It was, therefore, without any co-operation between them, that Isabel and young Charlton were both of them putting forth their best endeavor to defeat the plans of Smith Westcott, and avert the sad eclipse which threatened the life of little Katy. And their efforts in that direction were about equally fruitful in producing the result they sought to avoid. For whenever Isa talked to little Katy about Westcott, Katy in the goodness of her heart and the vehemence of her love was set upon finding out, putting in order, and enumerating all of his good qualities. And when Albert attacked him vehemently and called him a coxcomb, and a rake, and a heartless villain, she cried, and cried, out of sheer pity for "poor Mr. Westcott;" she thought him the most persecuted man in the world, and she determined that she would love him more fervently and devotedly than ever, that she would! Her love should atone for all the poor fellow suffered. And "poor Mr. Westcott" was not slow in finding out that "feelin' sorry for a feller was Katy's soft side, by George! he! he!" and having made this discovery he affected to be greatly afflicted at the treatment he received from Albert and from Miss Marlay; nor did he hesitate to impress Katy with the fact that he endured all these things out of pure devotion to her, and he told her that he could die for her, "by George! he! he!" any day, and that she mustn't ever desert him if she didn't want him to kill himself; he didn't care two cents for life except for her, and he'd just as soon go to sleep in the lake as not, "by George! he! he!" any day. And then he rattled his keys, and sang in a quite affecting way, to the simple-minded Kate, how for "bonnie Annie Laurie," with a look at Katy, he could "lay him down and dee," and added touchingly and recitatively the words "by George! he! he!" which made his emotion seem very real and true to Katy; she even saw a vision of "poor Mr. Westcott" dragged out of the lake dead on her account, and with that pathetic vision in her mind she vowed she'd rather die than desert him. And as for all the ills which her brother foreboded for her in case she should marry Smith Westcott, they did not startle her at all. Such simple, loving natures as Katy Charlton's can not feel for self. It is such a pleasure to them to throw themselves away in loving.

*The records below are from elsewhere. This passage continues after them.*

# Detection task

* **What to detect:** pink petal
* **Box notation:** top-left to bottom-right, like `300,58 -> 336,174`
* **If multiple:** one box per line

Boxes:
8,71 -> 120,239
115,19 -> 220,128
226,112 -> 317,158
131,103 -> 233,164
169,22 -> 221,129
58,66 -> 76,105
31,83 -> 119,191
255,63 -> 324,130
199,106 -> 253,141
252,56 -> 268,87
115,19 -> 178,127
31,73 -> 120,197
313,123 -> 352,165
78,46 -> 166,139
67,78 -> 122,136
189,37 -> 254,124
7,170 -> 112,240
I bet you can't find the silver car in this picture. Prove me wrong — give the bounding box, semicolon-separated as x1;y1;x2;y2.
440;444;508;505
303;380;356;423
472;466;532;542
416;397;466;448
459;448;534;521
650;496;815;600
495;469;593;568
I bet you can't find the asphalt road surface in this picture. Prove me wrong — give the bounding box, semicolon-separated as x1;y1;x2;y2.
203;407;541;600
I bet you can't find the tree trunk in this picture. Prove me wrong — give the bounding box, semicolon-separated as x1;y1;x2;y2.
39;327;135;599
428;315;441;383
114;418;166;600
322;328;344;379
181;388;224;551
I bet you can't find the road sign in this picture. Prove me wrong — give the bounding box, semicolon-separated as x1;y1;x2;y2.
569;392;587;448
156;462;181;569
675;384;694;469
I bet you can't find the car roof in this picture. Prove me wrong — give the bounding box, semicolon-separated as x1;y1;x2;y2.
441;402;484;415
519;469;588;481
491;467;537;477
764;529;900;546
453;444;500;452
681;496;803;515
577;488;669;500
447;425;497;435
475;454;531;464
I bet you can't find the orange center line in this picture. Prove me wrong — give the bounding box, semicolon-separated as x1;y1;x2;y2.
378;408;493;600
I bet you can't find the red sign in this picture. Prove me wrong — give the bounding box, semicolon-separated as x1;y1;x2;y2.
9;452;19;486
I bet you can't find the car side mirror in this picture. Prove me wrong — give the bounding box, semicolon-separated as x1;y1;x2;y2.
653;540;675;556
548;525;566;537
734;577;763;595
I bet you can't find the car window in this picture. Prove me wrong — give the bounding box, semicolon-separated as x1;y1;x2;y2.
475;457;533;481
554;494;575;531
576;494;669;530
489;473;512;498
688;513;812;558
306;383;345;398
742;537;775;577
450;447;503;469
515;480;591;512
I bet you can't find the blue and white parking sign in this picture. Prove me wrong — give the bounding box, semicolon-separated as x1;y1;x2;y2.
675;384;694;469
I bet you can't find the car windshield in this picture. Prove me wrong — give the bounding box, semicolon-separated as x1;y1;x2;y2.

Besides, Mrs. Plausaby put all her weight into the scale, and with the loving Katy the mother's word weighed more even than Albert's. Mrs. Plausaby didn't see why in the world Katy couldn't marry as she pleased without being tormented to death. Marrying was a thing everybody must attend to personally for themselves. Besides, Mr. Westcott was a nice-spoken man, and dressed very well, his shirt-bosom was the finest in Metropolisville, and he had a nice hat and wore lavender gloves on Sundays. And he was a store-keeper, and he would give Katy all the nice things she wanted. It was a nice thing to be a store-keeper's wife. She wished Plausaby would keep a store. And she went to the glass and fixed her ribbons, and reflected that if Plausaby kept a store she could get plenty of them.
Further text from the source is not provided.